Rob Cooley, owner of Apple Annie’s Bake Shop, wishes he could help his employees save for retirement by matching – up to a certain point – their contributions to a retirement account.
“We’ve been talking about something like this at Apple Annie’s for years,” Cooley said, but the barrier has been being able to afford it as a small business owner – a common situation for other similar-sized operations.
More than half of North Carolina’s workers –1.7 million people – have no access to a retirement savings plan through their employers, said Lisa Riegel, AARP’s Raleigh-based advocacy manager. She cited several other state statistics:
- 74% of workers employed by businesses with fewer than 100 employees do not have a pension or retirement plan.
- The average household has only $2,500 saved for retirement.
- The average household that is near retirement age has only $14,500 in savings.
- The average monthly Social Security income in the state is $1,400.
Of that average Social Security income, Riegel said, “That’s not enough. [The low level of retirement savings] is already a crisis. It affects the whole social safety net; it affects all of us. Studies show that low- and moderate-income workers want to save; we just need to make it easy and accessible.”
Riegel said a 2017 study by Craig Galbraith, a faculty member at University of North Carolina Wilmington’s Cameron School of Business, concluded that if preretirement lower- and middle-income workers in North Carolina started then to save for retirement at a modest (3%) rate, their combined savings “could result in a $448 million accumulated savings to the expected state expenditures between 2018 and 2030. This represents a savings of 8.25% of the total Medicaid expenditures needed to support the cohorts of North Carolinians turning 65 between 2018 and 2030.”

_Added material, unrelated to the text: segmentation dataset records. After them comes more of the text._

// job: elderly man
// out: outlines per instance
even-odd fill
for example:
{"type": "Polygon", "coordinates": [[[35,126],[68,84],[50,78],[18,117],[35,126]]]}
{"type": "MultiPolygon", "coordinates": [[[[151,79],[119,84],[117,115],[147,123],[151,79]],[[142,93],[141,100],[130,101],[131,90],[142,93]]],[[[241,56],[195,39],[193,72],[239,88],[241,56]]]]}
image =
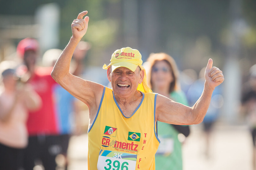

Because of ballooning health care and other costs for their 65-plus populations, many states are enacting or considering retirement savings programs for residents not already participating in a plan. Plans range from so-called auto IRAs, to which people contribute directly with no employer involvement, to state-matched, employer-matched payroll deduction plans.
The key to a successful plan, Riegel said, is access and convenience. She pointed to AARP research that shows that workers are 15 times more likely to save for retirement when they can do so at work. They are 20 times more likely to save if their workplace plan is automatic. In all cases, contributions are made from workers’ pre-tax income.
AARP officials’ advocacy for a retirement savings solution for North Carolina resulted in the passage last August of a bipartisan bill, HB 604, that authorized a study of various options. State Sen. Bill Rabon (R-Brunswick) championed the bill in the Senate, Riegel said.
The bill mandates the formation of a legislative committee to study possible models for a North Carolina Work and Save program. The committee report is expected to recommend and outline a program that best suits North Carolina’s small businesses. The report is due at the end of March, but the deadline may well be extended, Riegel said.
Cooley is one of a couple of small business owners asked to join legislators as members of this committee, called the Joint Legislative Study Committee on Small Business Retirement Options. The body had its first meeting Feb. 12.
He sees a retirement savings option as an important benefit that would help his business and his employees, as well as all kinds of small businesses across the state.
Apple Annie’s employs 34 people full time or part time at its two bakery locations in Wilmington. Another seven to eight employees – often college students or prior employees – join the company temporarily during busy seasons such as Christmas.
“We try to pay above-market wages and bonuses, all the while telling [our employees] that they need to put money away for retirement,” Cooley said. “We pride ourselves on going above and beyond, but based on our cost structure, it’s hard.”
A Work and Save program that offers a state match would be a “win-win-win” for small businesses, for workers and for the state, resulting in greater retirement savings for all small business employees, Cooley continued.
“It’s not an entitlement or a handout,” he said of the state match concept. “It would help offset the amount an employer has to pay to match the employee’s contribution.”
Correction: This version corrects information about Apple Annie’s work with the state on small business retirement options.